You are in a crowd when you hear your name. You turn, looking for the speaker. No one meets your gaze. It dawns on you that the voice you heard must have sprung from your own mind.

This foray into the uncanny is as close as most people come to experiencing auditory hallucinations or "hearing voices," a condition that affects 70 percent of patients with schizophrenia and 15 percent of patients with mood disorders such as mania or depression. For these individuals, instead of hearing just one's name, voices produce a stream of speech, often vulgar or derogatory ("You are a fat whore," "Go to hell") or a running commentary on one's most private thoughts.

The compelling aura of reality about these experiences often produces distress and disrupts thought and behavior. The sound of the voice is sometimes that of a family member or someone from one's past, or is like that of no known person but has distinct and immediately recognizable features (say, a deep, growling voice). Often certain actual external sounds, such as fans or running water, become transformed into perceived speech.

One patient described the recurrence of voices as akin to being "in a constant state of mental rape." In the worst cases, voices command the listener to undertake destructive acts such as suicide or assault. But hearing voices is not necessarily a sign of mental illness, so understanding the mechanics of auditory hallucinations is crucial to understanding schizophrenia and related disorders.

For example, your occasional illusionary perception of your name spoken in a crowd occurs because this utterance is uniquely important. Our brains are primed to register such events; so on rare occasions the brain makes a mistake and reconstructs unrelated sounds (such as people talking indistinctly) into a false perception of the spoken name.

Hallucinated voices are also known to occur during states of religious or creative inspiration. Joan of Arc described hearing the voices of saints telling her to free her country from the English. Rainer Maria Rilke heard the voice of a "terrible angel" amid the sound of a crashing sea after living alone in a castle for two months. This experience prompted his writing the Duino Elegies.

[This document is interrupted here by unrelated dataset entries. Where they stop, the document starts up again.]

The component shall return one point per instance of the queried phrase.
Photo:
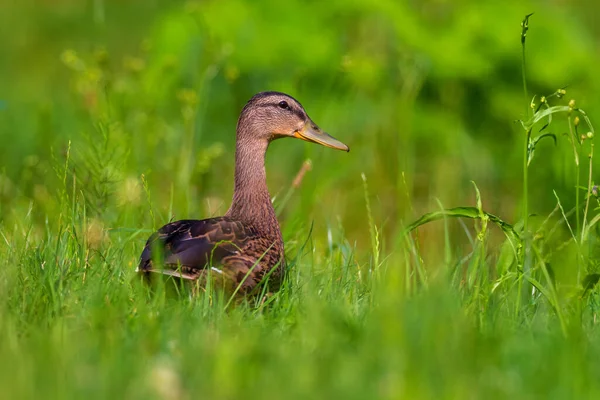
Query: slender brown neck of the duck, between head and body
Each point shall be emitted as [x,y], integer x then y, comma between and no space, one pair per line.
[251,200]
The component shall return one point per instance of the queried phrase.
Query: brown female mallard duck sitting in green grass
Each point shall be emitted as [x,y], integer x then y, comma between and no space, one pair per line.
[244,246]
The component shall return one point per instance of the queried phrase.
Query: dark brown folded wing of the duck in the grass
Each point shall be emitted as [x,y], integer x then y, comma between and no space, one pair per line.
[189,246]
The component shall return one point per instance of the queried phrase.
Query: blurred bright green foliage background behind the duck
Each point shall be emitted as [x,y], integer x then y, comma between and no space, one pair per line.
[426,93]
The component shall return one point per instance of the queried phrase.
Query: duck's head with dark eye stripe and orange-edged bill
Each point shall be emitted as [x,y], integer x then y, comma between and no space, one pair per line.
[273,115]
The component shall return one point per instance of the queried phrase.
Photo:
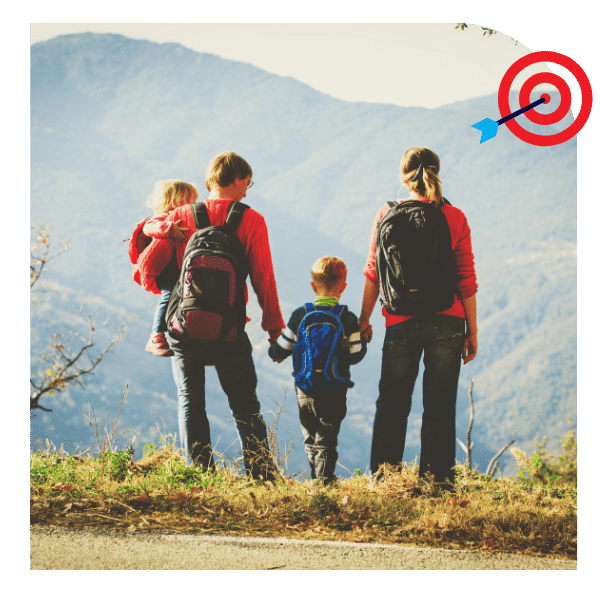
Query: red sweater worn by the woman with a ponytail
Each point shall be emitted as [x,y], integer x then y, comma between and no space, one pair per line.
[460,233]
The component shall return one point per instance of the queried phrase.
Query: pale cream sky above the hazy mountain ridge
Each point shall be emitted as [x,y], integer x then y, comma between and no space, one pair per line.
[371,62]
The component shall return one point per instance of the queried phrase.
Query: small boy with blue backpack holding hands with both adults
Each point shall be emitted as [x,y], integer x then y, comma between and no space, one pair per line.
[324,340]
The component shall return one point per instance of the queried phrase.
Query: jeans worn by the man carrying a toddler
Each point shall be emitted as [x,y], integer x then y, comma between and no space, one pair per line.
[236,372]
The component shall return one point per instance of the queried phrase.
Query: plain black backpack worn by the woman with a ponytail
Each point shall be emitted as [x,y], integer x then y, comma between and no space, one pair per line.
[414,258]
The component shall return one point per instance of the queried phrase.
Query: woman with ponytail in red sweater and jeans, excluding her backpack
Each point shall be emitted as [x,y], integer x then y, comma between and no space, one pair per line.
[439,337]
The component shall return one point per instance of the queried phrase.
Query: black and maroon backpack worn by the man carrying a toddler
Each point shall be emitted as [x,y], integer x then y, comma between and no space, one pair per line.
[208,302]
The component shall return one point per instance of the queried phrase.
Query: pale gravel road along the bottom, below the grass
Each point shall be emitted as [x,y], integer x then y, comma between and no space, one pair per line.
[99,549]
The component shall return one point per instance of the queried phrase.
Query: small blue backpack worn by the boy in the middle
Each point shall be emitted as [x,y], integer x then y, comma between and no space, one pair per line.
[316,354]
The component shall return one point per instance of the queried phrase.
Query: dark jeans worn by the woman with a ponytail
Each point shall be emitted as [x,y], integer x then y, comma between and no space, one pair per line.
[439,339]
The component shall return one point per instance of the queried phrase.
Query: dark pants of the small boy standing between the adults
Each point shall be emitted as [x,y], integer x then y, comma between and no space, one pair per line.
[321,415]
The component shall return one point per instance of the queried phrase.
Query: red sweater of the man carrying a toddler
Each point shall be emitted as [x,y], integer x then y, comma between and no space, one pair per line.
[255,238]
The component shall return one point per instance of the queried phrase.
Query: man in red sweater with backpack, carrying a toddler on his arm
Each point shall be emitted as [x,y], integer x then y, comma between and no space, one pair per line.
[226,240]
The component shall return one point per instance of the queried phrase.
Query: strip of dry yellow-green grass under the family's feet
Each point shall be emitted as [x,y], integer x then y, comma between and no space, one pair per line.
[161,492]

How can we understand differences between an inspired voice, an isolated instance of hearing one's own name, and the voices of the mentally ill? One answer is that "non-pathological" voices occur rarely or perhaps only once. Not so for the person with mental illness. Without treatment, these experiences recur relentlessly.

Brain imaging studies have found that parts of the temporal lobe activate during these hallucinations. Our research at Yale University, as well as studies conducted at the Institute of Psychiatry in London, also detected activation in an area of the brain known as Broca's region during production of "inner speech" or verbal thought.

One theory is that voices arise because Broca's area "dumps" language outputs into parts of the brain that ordinarily receive speech inputs from the outside. To test this theory we are using trans-cranial magnetic stimulation (TMS) to reduce the excitability of portions of the temporal lobe and Broca's region.

So far, most patients appear to experience significant improvements from TMS directed to both brain regions, with improvements lasting from two months to over a year. These results, although preliminary, suggest an alternative treatment if validated in larger-scale studies.